A count of the homeless population in Indianapolis in January showed a slight decline in homelessness since last year, but the proportion of African Americans in the homeless population went up.
There were 1,567 people experiencing homelessness in Indianapolis when the Coalition for Homelessness Intervention and Prevention (CHIP) and volunteers conducted the annual Point-in-Time Count on Jan. 30, the lowest number since at least 2013. Last year there were 1,682 people experiencing homelessness. But the proportion of African Americans was up from 56% last year to 61% this year.
Chelsea Haring-Cozzi, executive director of CHIP, said at a press conference May 23 at Horizon House part of the reason African Americans are overrepresented in the homeless population is because of evictions.
“That is something that’s alarming and something we need to start paying attention to,” she said.
Haring-Cozzi said CHIP has started working with the Indiana University Public Policy Institute to do research on evictions in Marion County, adding there is “definitely a racial component to that.” She said they’re also looking at the link between homelessness and involvement with the criminal justice system, since African Americans make up a disproportionate number of people in jails and prisons and it’s often difficult for ex-offenders to find affordable housing because of rental policy restrictions for people with a criminal record. It can also be difficult to find a well-paying job.
Vop Osili, president of the Indianapolis City-County Council, said the council has been supportive of homelessness intervention and prevention and will continue in that direction under his leadership.
“We want to make sure our homeless neighbors are housed, wrapped around the surface and have long-term sustainability,” he said. “The things we can do are be supportive and hopefully provide funding that can move the initiatives forward.”
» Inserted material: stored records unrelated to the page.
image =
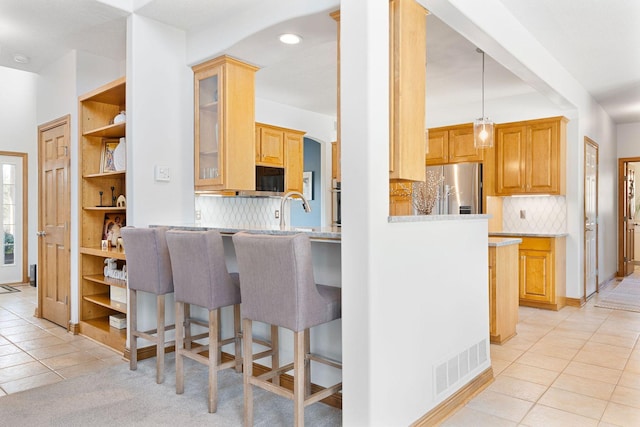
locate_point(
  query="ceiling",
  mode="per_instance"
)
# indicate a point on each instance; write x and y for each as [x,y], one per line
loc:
[595,41]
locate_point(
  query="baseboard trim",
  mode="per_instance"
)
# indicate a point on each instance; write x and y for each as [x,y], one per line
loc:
[147,352]
[576,302]
[544,305]
[286,380]
[456,401]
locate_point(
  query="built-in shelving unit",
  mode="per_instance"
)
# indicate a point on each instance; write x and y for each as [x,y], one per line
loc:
[97,110]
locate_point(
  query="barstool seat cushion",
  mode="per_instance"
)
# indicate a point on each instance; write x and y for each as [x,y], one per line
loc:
[198,260]
[148,262]
[278,285]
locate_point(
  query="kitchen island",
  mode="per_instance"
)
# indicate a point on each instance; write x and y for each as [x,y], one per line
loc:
[542,268]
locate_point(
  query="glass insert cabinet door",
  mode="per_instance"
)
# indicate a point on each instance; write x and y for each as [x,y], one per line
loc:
[208,159]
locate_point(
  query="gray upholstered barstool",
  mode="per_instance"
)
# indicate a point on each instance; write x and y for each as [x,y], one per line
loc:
[278,288]
[201,278]
[148,270]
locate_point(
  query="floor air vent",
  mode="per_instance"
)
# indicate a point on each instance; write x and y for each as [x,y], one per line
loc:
[458,368]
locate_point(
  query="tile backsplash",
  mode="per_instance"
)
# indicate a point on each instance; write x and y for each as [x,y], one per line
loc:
[542,214]
[237,211]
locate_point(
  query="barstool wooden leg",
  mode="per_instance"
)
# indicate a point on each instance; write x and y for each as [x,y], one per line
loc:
[275,357]
[160,340]
[214,351]
[307,363]
[180,309]
[299,378]
[237,335]
[187,328]
[133,330]
[247,348]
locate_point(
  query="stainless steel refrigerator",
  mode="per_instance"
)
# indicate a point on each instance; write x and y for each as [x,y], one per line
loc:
[459,190]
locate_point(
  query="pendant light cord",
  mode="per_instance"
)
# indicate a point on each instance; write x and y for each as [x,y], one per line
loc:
[482,85]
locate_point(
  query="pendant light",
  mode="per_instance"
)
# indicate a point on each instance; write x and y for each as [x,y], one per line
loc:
[482,127]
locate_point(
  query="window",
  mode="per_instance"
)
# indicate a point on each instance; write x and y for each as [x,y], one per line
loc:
[8,212]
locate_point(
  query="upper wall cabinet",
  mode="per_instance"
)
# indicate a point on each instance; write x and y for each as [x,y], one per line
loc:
[224,125]
[269,146]
[294,160]
[530,157]
[282,148]
[452,144]
[408,56]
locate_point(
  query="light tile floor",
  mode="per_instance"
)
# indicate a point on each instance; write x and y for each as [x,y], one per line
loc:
[573,367]
[36,352]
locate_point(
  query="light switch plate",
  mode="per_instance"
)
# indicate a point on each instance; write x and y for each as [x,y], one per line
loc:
[162,173]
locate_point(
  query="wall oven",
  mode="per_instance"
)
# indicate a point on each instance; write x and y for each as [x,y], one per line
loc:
[336,218]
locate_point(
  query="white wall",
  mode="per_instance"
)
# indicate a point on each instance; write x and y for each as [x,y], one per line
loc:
[526,106]
[629,140]
[520,52]
[400,282]
[159,123]
[59,85]
[19,133]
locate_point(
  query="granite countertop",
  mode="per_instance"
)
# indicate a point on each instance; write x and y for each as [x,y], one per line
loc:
[315,233]
[504,241]
[424,218]
[525,234]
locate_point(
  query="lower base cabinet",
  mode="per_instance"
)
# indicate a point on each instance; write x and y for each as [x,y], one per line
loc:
[543,272]
[503,291]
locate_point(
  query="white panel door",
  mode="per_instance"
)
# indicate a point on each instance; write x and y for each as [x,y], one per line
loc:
[11,202]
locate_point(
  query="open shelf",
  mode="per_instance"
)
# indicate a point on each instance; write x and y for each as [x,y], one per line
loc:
[110,281]
[96,112]
[100,330]
[110,131]
[104,208]
[105,301]
[109,253]
[105,175]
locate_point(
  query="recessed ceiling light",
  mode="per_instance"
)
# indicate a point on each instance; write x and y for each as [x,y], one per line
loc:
[290,38]
[21,59]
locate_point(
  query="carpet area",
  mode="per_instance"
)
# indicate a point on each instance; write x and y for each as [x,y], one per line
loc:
[625,296]
[6,289]
[118,396]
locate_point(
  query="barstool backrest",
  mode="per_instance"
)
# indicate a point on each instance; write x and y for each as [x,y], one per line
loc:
[200,272]
[148,263]
[276,281]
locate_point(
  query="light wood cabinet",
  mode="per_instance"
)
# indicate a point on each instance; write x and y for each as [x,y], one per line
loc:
[294,160]
[503,291]
[542,272]
[269,146]
[530,157]
[97,110]
[452,144]
[400,196]
[281,147]
[407,84]
[224,125]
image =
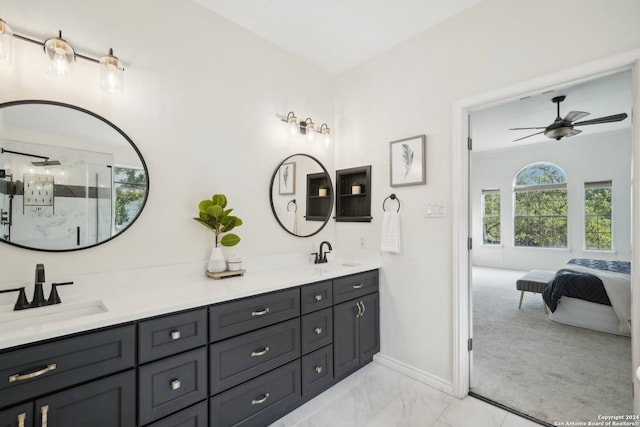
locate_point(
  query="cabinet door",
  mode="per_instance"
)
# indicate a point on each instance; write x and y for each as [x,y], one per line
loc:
[345,338]
[105,403]
[369,323]
[19,416]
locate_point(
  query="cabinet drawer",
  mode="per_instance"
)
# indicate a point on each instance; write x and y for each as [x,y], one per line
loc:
[194,416]
[316,296]
[241,358]
[237,317]
[260,401]
[107,402]
[168,335]
[317,371]
[354,286]
[33,371]
[317,330]
[171,384]
[13,417]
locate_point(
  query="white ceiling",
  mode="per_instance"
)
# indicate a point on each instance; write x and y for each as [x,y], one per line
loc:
[337,34]
[600,97]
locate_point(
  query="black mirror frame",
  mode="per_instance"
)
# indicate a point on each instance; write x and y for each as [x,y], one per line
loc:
[273,178]
[117,129]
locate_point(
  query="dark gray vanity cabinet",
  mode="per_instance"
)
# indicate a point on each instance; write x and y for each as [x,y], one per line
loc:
[18,416]
[356,322]
[80,380]
[172,374]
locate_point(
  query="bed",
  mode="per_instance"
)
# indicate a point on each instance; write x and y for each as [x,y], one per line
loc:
[593,294]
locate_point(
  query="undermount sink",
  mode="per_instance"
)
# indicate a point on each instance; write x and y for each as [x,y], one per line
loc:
[51,313]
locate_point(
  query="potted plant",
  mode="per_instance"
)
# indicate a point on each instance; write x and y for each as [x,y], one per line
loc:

Osili highlighted an ordinance the council approved in February to decrease the amount of time people can park for free downtown and in Broad Ripple. Part of what the city is using those additional funds for is paying panhandlers to clean sidewalks.
Not every councilor has been friendly toward the city’s homeless. Councilman Michael McQuillen introduced a “no sit, no lie” proposal last year that would have prohibited anyone from sitting or lying in the Mile Square from 6 a.m. to midnight. McQuillen withdrew the proposal when it became obvious it wouldn’t pass, and Osili said he’s not worried about similar proposals coming back up.
Haring-Cozzi — along with Mayor Joe Hogsett, Horizon House Executive Director Teresa Wessel — emphasized the one-night count is a snapshot of homelessness in the city. Jan. 30 also happened to be one of the coldest nights of the year, which means some statistics — how many homeless were unsheltered, for example — may not be representative. Since the count includes people in transitional housing and emergency shelters, there isn’t reason to believe the total count isn’t accurate.
The biggest statistical decrease from 2018 to 2019 was the number of people experiencing chronic homelessness, a 39% decrease. Chronic homelessness includes those who have at least one disabling condition (substance abuse disorder, for example) and have been homeless consecutively for at least a year, or those who have been homeless at least four times in the past three years.
“It is true most of the numbers in this year’s Point-in-Time Count are headed in the right direction,” Hogsett said. “… To me, this reaffirms that the approach we’ve taken with our partners throughout the city, a housing-first approach, is the right approach.”
Part of that approach is the Housing to Recovery Fund, launched by the mayor’s office and Central Indiana Community Foundation (CICF) in January. CICF has committed to raising $2 million this year and $2 million next year for services to help sustain permanent housing. Getting someone into permanent housing is one challenge, but having the resources to stay there is different.
The U.S. Department of Housing and Urban Development (HUD) mandates a count of people experiencing homelessness in order to receive funding. HUD awarded nearly $137,000 dollars this year to CHIP’s Coordinated Entry System, which coordinates shelter and permanent housing in the city.